Arie Lipsky was hired as the A2SO's thirteenth conductor in 2000. Lipsky led the orchestra in its first performance of an opera with Georges Bizet's Carmen in 2002. Lipsky resigned from his position as Music Director in June 2019. In August 2019, the organization launched a music director search to name Lipsky's replacement, receiving over 225 applications from around the world. Across the 2021-22 season, the orchestra auditioned six Music Director finalists, each of whom conducted a classical main stage performance with selected repertoire.

On June 9, 2022, the A2SO announced the appointment of Earl Lee as the orchestra's fourteenth music director. Lee made his official debut in director capacity at the orchestra's 2022-23 season opener at Hill Auditorium, leading a program of Carlos Simon, Sergei Rachmaninoff, and Ludwig van Beethoven on September 9, 2022.

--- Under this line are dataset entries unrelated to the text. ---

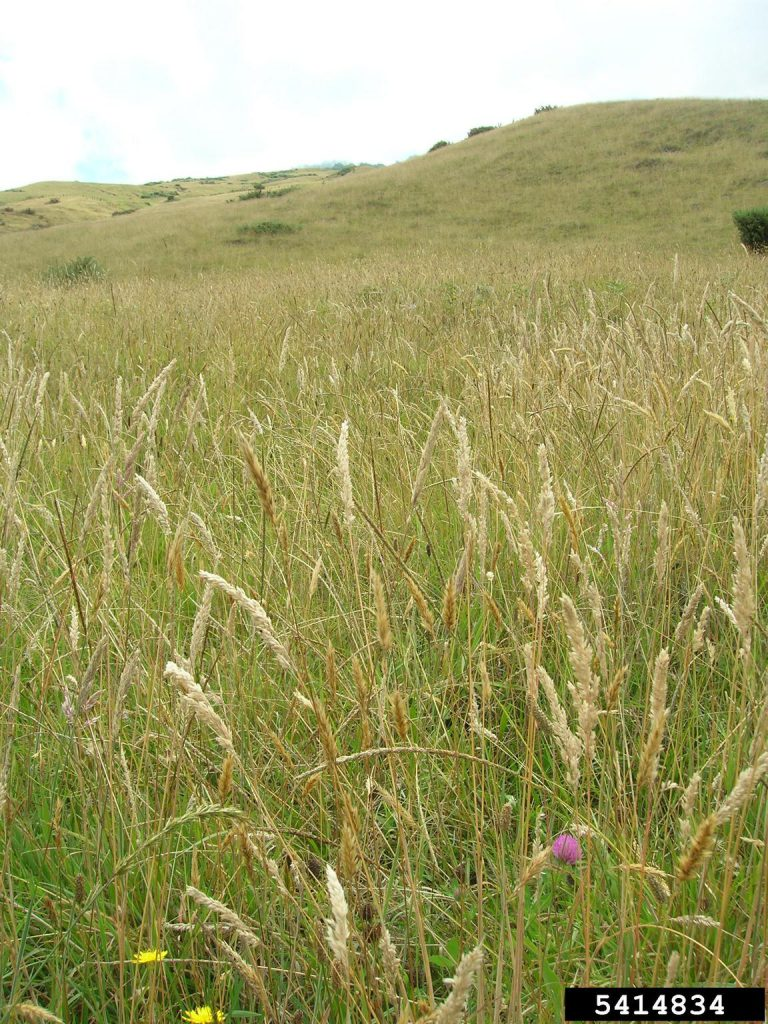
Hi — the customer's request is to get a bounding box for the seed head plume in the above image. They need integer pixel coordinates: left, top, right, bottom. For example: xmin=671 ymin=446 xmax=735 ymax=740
xmin=164 ymin=661 xmax=235 ymax=757
xmin=442 ymin=575 xmax=457 ymax=632
xmin=561 ymin=596 xmax=600 ymax=765
xmin=199 ymin=570 xmax=295 ymax=675
xmin=324 ymin=864 xmax=350 ymax=973
xmin=654 ymin=499 xmax=669 ymax=589
xmin=537 ymin=443 xmax=555 ymax=549
xmin=405 ymin=575 xmax=435 ymax=636
xmin=715 ymin=518 xmax=755 ymax=657
xmin=715 ymin=751 xmax=768 ymax=825
xmin=335 ymin=420 xmax=354 ymax=527
xmin=434 ymin=945 xmax=484 ymax=1024
xmin=454 ymin=415 xmax=473 ymax=524
xmin=411 ymin=399 xmax=446 ymax=507
xmin=678 ymin=814 xmax=717 ymax=881
xmin=241 ymin=435 xmax=277 ymax=528
xmin=372 ymin=569 xmax=393 ymax=652
xmin=379 ymin=927 xmax=402 ymax=1003
xmin=185 ymin=884 xmax=259 ymax=947
xmin=674 ymin=583 xmax=704 ymax=646
xmin=135 ymin=474 xmax=171 ymax=536
xmin=537 ymin=664 xmax=581 ymax=792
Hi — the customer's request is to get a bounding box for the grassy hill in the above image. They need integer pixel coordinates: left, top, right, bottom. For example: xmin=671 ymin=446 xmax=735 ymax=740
xmin=1 ymin=98 xmax=767 ymax=277
xmin=0 ymin=167 xmax=344 ymax=234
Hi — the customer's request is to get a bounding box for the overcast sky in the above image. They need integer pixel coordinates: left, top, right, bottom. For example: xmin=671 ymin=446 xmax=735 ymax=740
xmin=0 ymin=0 xmax=766 ymax=189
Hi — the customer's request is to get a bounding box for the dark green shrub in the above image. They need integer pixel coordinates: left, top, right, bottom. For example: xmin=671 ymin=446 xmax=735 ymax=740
xmin=467 ymin=126 xmax=495 ymax=138
xmin=733 ymin=208 xmax=768 ymax=251
xmin=429 ymin=140 xmax=449 ymax=152
xmin=237 ymin=221 xmax=297 ymax=237
xmin=43 ymin=256 xmax=105 ymax=286
xmin=239 ymin=185 xmax=265 ymax=200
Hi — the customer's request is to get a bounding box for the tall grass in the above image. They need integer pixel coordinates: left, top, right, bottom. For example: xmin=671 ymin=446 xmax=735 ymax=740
xmin=0 ymin=248 xmax=766 ymax=1022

==Education and community engagement==

The Ann Arbor Symphony Orchestra provides opportunities for music education in the Southeastern Michigan area. The A2SO presents two annual youth concerts (including a partnership with the Link Up program through Carnegie Hall's Weill Music Institute (WMI), KinderConcerts (at local libraries), ensemble performances in local schools and the community and instrument petting zoos wherein children have hands-on encounters with musical instruments. They also perform an annual concert held for middle school students, running fundraisers to offset bussing costs for attending schools with need.

For a number of years, scholarships were granted to local music students for summer music programs.